# Can I egg share again?



## Willowwisp (Aug 10, 2004)

Hi Everyone

I've just had a BFN after egg sharing at The Lister. From the beginning of the cycle it was a disaster, first I failed to down reg with sniffers, then failed again with injections, I then had to have that awful Prostap which finally worked! I then went onto stimms with four amps of Menopur, after eight days I only had five visible follies on the scan and I was told that I didn't have enough to egg share (which is fair enough). I then had to make the decision to either abandon or go ahead, we went ahead as in for a penny in for a pound!! We got three eggies and only one fertilised unfortunately we got a BFN.  

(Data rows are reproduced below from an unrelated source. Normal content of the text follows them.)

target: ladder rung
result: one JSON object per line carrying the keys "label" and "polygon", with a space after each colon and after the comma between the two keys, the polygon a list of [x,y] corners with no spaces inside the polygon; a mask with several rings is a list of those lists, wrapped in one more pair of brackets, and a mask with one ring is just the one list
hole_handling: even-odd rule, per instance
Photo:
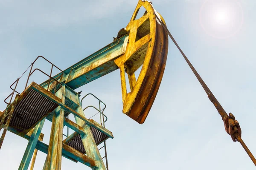
{"label": "ladder rung", "polygon": [[3,124],[1,127],[0,127],[0,130],[1,130],[2,129],[3,129],[4,127],[6,125],[6,124]]}
{"label": "ladder rung", "polygon": [[103,148],[105,147],[105,145],[102,146],[102,147],[101,147],[99,149],[99,150],[100,150],[101,149],[102,149],[102,148]]}

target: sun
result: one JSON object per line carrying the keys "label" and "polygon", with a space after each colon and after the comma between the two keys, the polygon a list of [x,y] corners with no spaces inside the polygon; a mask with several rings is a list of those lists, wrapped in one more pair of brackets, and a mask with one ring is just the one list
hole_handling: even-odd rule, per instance
{"label": "sun", "polygon": [[203,29],[218,39],[236,34],[244,21],[242,7],[239,0],[205,0],[199,14]]}
{"label": "sun", "polygon": [[216,24],[226,25],[230,21],[230,16],[227,9],[218,9],[214,14],[214,18]]}

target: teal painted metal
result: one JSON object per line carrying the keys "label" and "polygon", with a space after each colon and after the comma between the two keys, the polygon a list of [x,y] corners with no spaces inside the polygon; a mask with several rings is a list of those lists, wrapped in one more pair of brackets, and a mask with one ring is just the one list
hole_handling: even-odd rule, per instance
{"label": "teal painted metal", "polygon": [[20,164],[19,170],[27,170],[29,168],[29,163],[33,156],[34,151],[38,140],[45,121],[45,118],[38,124],[34,129],[31,136],[29,139],[29,143]]}
{"label": "teal painted metal", "polygon": [[54,111],[52,118],[46,170],[61,169],[64,119],[64,110],[59,107]]}
{"label": "teal painted metal", "polygon": [[[120,37],[67,68],[63,71],[64,75],[60,81],[65,81],[67,86],[76,89],[117,70],[114,60],[125,52],[128,37],[128,34]],[[57,78],[61,74],[53,78]],[[47,83],[46,81],[41,85],[47,88]]]}
{"label": "teal painted metal", "polygon": [[[78,102],[79,105],[76,109],[76,111],[80,116],[85,117],[79,99],[80,94],[73,90],[70,90],[70,88],[66,88],[67,86],[67,85],[63,86],[63,88],[64,89],[63,89],[62,91],[64,92],[64,94],[62,94],[62,95],[72,98],[74,102]],[[84,125],[84,122],[76,116],[74,115],[74,117],[76,124],[79,126],[82,127],[84,133],[86,134],[85,135],[81,135],[81,139],[84,149],[86,151],[86,154],[89,157],[93,158],[99,170],[105,170],[106,167],[90,130],[90,124],[86,124]]]}

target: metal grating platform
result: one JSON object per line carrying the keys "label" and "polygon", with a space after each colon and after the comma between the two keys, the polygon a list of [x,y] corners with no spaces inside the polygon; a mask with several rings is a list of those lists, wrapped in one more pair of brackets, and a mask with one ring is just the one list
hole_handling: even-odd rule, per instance
{"label": "metal grating platform", "polygon": [[[95,129],[93,127],[90,126],[90,128],[93,136],[93,139],[97,145],[100,144],[109,138],[105,134]],[[75,136],[71,140],[67,142],[67,144],[81,153],[84,154],[86,153],[80,134],[78,134],[77,136]]]}
{"label": "metal grating platform", "polygon": [[[15,106],[9,126],[26,133],[58,105],[39,93],[30,89]],[[6,118],[5,121],[7,118]]]}

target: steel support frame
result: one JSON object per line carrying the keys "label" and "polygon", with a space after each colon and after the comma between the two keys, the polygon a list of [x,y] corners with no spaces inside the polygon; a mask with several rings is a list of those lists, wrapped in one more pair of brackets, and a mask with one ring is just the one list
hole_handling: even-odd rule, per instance
{"label": "steel support frame", "polygon": [[[89,158],[95,161],[95,164],[98,167],[97,170],[105,170],[106,167],[104,163],[90,130],[90,124],[86,123],[84,121],[80,119],[81,117],[85,118],[85,116],[80,100],[80,94],[73,91],[67,85],[64,85],[63,88],[64,89],[62,90],[63,95],[75,96],[73,98],[73,99],[79,103],[78,107],[75,110],[76,114],[74,114],[74,116],[76,124],[80,127],[82,127],[81,130],[83,133],[81,134],[80,133],[80,135],[84,149],[86,151],[86,155]],[[79,116],[77,114],[80,116]],[[92,169],[95,169],[92,168]]]}
{"label": "steel support frame", "polygon": [[[27,170],[28,169],[45,121],[45,118],[34,128],[31,136],[29,139],[29,143],[24,153],[18,170]],[[33,164],[32,164],[33,165]]]}
{"label": "steel support frame", "polygon": [[[35,85],[35,87],[36,91],[38,90],[37,85]],[[66,92],[67,92],[67,94]],[[70,96],[71,94],[75,96],[73,99],[75,99],[76,102],[79,104],[78,108],[75,110],[72,109],[64,104],[65,97]],[[61,99],[61,102],[58,101],[60,100],[59,99],[58,100],[57,100],[54,96],[48,96],[47,94],[45,94],[44,95],[59,105],[52,112],[52,119],[51,120],[52,124],[49,146],[38,140],[39,136],[43,135],[41,132],[46,118],[36,126],[32,133],[20,133],[12,127],[8,127],[9,131],[29,140],[29,144],[19,170],[28,169],[35,149],[47,154],[44,169],[61,170],[61,156],[63,156],[73,162],[79,162],[93,170],[105,170],[104,162],[90,127],[92,126],[110,138],[113,138],[112,133],[93,120],[89,120],[85,117],[79,99],[80,95],[66,85],[64,85],[61,89],[56,94],[58,98]],[[64,111],[68,111],[74,115],[76,124],[64,117]],[[87,156],[63,143],[63,130],[64,124],[81,135]]]}
{"label": "steel support frame", "polygon": [[58,107],[54,111],[45,170],[61,168],[64,110]]}

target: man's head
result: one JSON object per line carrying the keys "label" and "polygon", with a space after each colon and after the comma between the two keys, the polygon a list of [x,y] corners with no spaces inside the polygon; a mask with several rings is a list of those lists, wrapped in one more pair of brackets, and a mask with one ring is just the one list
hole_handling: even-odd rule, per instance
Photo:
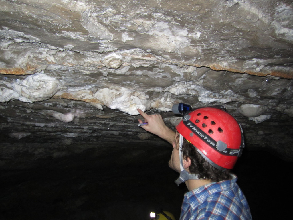
{"label": "man's head", "polygon": [[239,123],[219,108],[202,108],[188,113],[176,129],[188,141],[182,144],[183,160],[191,159],[190,172],[200,178],[208,178],[204,170],[222,173],[233,168],[244,147]]}

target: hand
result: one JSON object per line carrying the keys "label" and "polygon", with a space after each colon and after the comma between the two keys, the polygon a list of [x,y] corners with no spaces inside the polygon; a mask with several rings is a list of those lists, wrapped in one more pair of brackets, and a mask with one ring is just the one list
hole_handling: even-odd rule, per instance
{"label": "hand", "polygon": [[[137,111],[144,119],[144,122],[148,123],[148,124],[142,126],[142,128],[147,131],[158,135],[171,144],[175,141],[175,132],[166,126],[161,115],[148,115],[139,109],[137,109]],[[143,123],[139,119],[138,122],[139,123]]]}

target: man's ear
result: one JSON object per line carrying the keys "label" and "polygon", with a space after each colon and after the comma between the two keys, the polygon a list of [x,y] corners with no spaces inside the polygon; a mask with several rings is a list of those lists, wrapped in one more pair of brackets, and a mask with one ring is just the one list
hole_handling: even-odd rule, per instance
{"label": "man's ear", "polygon": [[185,169],[187,169],[191,164],[191,160],[190,159],[190,158],[188,157],[183,159],[183,167]]}

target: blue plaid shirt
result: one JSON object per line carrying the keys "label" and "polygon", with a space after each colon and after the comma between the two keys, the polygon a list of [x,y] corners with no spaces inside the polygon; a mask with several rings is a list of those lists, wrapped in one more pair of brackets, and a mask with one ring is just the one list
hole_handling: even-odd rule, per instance
{"label": "blue plaid shirt", "polygon": [[186,193],[180,219],[251,219],[248,204],[236,183],[237,177],[212,182]]}

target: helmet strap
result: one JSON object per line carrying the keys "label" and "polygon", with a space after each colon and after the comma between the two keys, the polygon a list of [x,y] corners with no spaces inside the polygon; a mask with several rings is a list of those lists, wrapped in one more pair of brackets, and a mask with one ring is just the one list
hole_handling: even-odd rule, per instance
{"label": "helmet strap", "polygon": [[183,153],[182,151],[182,144],[183,142],[183,136],[179,134],[179,159],[180,162],[180,173],[179,177],[176,180],[175,183],[179,186],[180,183],[184,182],[188,180],[199,180],[197,174],[190,174],[185,170],[183,166]]}

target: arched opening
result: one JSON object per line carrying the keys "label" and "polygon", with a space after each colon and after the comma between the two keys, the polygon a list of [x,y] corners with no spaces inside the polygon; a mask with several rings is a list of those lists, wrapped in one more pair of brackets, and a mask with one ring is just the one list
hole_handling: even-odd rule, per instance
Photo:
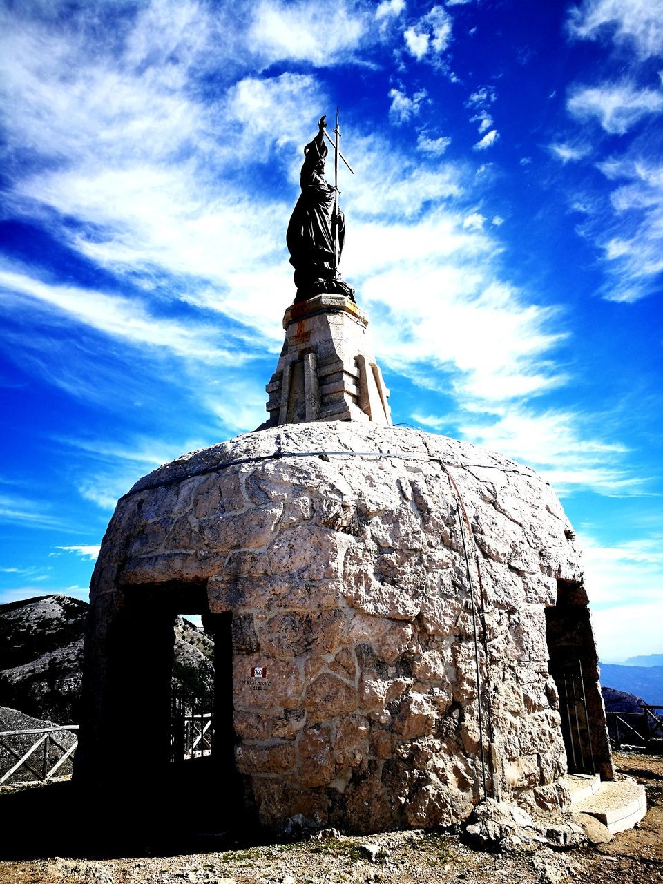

What I wanted to know is whether another clinic would let me egg share with them. Our next cycle if we stay at The Lister is going to cost £7000 as we need sperm retrieval as well!   I personally think the reason I didn't respond very well to the stimms is because of the Prostap injection, it lasts for a month and the doctor agreed with me that they must contradict each other? 

Has anyone got any suggestions of who might take me on egg sharing again in the London or South East area?

Thanks

Willow
xx


----------



## Jo (Mar 22, 2002)

Hi
I found this, it might help 
Looks like you might have probs if you have had 2 unsuccessful cycles but as you have had only one cycle, you might still be able to do egg share

Hope this helps you 

http://www.fertilityfriends.co.uk/forum/index.php/topic,75.0.html

All the best
Jo
x x x


----------



## fluffyhelen9999 (May 13, 2005)

Hiya,

Sorry to hear your attempt wasn't great :-(  

I'm from kent too... I had my egg share at the lister too, and I'm hoping for my next go that I can go to SEFC in Tonbridge wells... think there website is www.sefc.co.uk
They do free IVF and drugs but u have to pay for any tests you need and for initial consulation and anything else u need e.g. ICSI...
also , the Chaucer in Cantery do egg sharing too but their success rates aren't that great.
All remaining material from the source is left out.